NOTE: It is legal for the fields to be in any order, in which case the output will show the fields in a different order. The order for A and B may be different.

Here is an alternative to the "assign values to A, B" code shown above, where we create the structure fields one by one:


% assign values to A
    A.atomic_weight = 256.74;
    A.state = 'liquid';
    A.color = 'blue';
    A.transparency = 100;
% assign values to B
    B.atomic_weight = 107.98;
    B.state = 'solid';
    B.color = 'silver';
    B.transparency = 0;

The second solution is less efficient, since Matlab has to repeatedly account for the changing number of fields in the two structures above. Similarly to vectorization, it is in general more efficient to create structures in one step. This is not possible, however, if not all data is available at the time a structure must be created. In this latter case the second approach (maybe without such a tight grouping of field-creating statements) is a natural solution. Some people would also argue that the second solution is more readable than the first one.

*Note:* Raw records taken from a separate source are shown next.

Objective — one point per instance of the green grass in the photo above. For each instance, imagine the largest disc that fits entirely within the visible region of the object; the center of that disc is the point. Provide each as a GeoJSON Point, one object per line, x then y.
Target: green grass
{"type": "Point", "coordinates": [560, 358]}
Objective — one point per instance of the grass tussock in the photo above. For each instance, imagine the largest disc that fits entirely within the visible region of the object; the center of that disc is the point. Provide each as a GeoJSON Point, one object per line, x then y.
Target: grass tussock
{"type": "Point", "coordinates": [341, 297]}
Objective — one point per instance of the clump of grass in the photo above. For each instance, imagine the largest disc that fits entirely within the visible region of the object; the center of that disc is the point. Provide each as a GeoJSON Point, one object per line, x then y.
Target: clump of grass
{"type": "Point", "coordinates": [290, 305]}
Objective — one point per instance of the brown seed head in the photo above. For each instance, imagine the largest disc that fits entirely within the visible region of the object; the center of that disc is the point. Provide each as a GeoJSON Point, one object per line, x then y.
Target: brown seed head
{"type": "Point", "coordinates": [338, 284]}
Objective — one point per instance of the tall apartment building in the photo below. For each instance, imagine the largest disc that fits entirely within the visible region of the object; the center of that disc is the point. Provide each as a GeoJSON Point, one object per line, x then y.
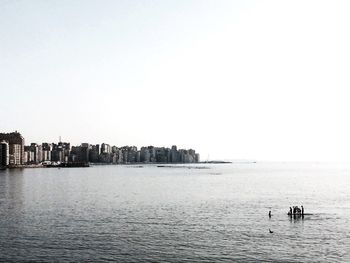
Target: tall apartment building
{"type": "Point", "coordinates": [16, 147]}
{"type": "Point", "coordinates": [4, 154]}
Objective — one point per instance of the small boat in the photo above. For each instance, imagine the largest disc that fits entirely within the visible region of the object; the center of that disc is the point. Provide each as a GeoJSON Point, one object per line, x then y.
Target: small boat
{"type": "Point", "coordinates": [298, 214]}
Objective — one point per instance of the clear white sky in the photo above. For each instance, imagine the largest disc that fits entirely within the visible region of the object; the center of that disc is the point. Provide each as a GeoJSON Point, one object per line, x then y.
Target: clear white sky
{"type": "Point", "coordinates": [263, 80]}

Running either solution above we get the following output:


A = 
    atomic_weight: 256.7400
            state: 'liquid'
            color: 'blue'
     transparency: 100


B = 
    atomic_weight: 107.9800
            state: 'solid'
            color: 'silver'
     transparency: 0


A = 
    atomic_weight: 107.9800
            state: 'solid'
            color: 'silver'
     transparency: 0


B = 
    atomic_weight: 256.7400
            state: 'liquid'
            color: 'blue'
     transparency: 100

Project 2: Part 2 "Eeeee! "

The goal of this problem is to illustrate that numerical computations are only approximate, so care must be taken when interpreting the results of such computations. Just because "the computer says" it does not always mean that it is true! (However, it does not mean that all numerical computations are untrustworthy.)

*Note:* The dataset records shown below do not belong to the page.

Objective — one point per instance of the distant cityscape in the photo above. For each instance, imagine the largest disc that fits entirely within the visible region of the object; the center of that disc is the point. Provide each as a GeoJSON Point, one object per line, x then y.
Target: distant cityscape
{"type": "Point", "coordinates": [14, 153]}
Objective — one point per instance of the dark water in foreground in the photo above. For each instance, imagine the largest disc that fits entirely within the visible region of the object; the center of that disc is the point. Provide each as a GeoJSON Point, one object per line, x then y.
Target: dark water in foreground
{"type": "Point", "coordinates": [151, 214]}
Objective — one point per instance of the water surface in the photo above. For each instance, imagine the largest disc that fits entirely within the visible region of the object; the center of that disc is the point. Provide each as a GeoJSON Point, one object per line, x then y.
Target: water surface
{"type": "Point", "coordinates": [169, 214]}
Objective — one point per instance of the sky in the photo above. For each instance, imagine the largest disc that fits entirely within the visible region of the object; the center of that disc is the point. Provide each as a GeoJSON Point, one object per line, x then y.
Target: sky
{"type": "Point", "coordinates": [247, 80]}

Note: observe that i ranges from 0 to N-1, not to N or N+1.


format long
N = 150; % number of terms
x = 2;   % compute (approximation of) e^x
% compute 0!, ..., (N-1)!
    for i = 0:N-1
      fact(i+1) = factorial(i);
    end
% compute first N terms x^i/i! of infinite series for e^2 in 
% ascending ($series2$) and descending ($series1$) order of terms
    series2 = sort((x .^ (0:N-1)) ./ fact);
    series1 = series2(end:-1:1); % OR: series1 = fliplr(series2);
% compute value of e^x in 3 ways:
    exact = exp(x)         % use Matlab's built-in function $exp$
    approx1 = sum(series1) % add terms in series in descending order
    approx2 = sum(series2) % add terms in series in ascending order
% display pairwise differences exact-approx1, exact-approx2, approx1-approx2
    exact - approx1
    exact - approx2
    approx1 - approx2
format short

To compute the two approximations, we first prepare an array containing the factorials of all numbers from 0 to N-1. We then generate an array containing the first N powers of 2, divide it element by element by the factorial array, and then we sort the result.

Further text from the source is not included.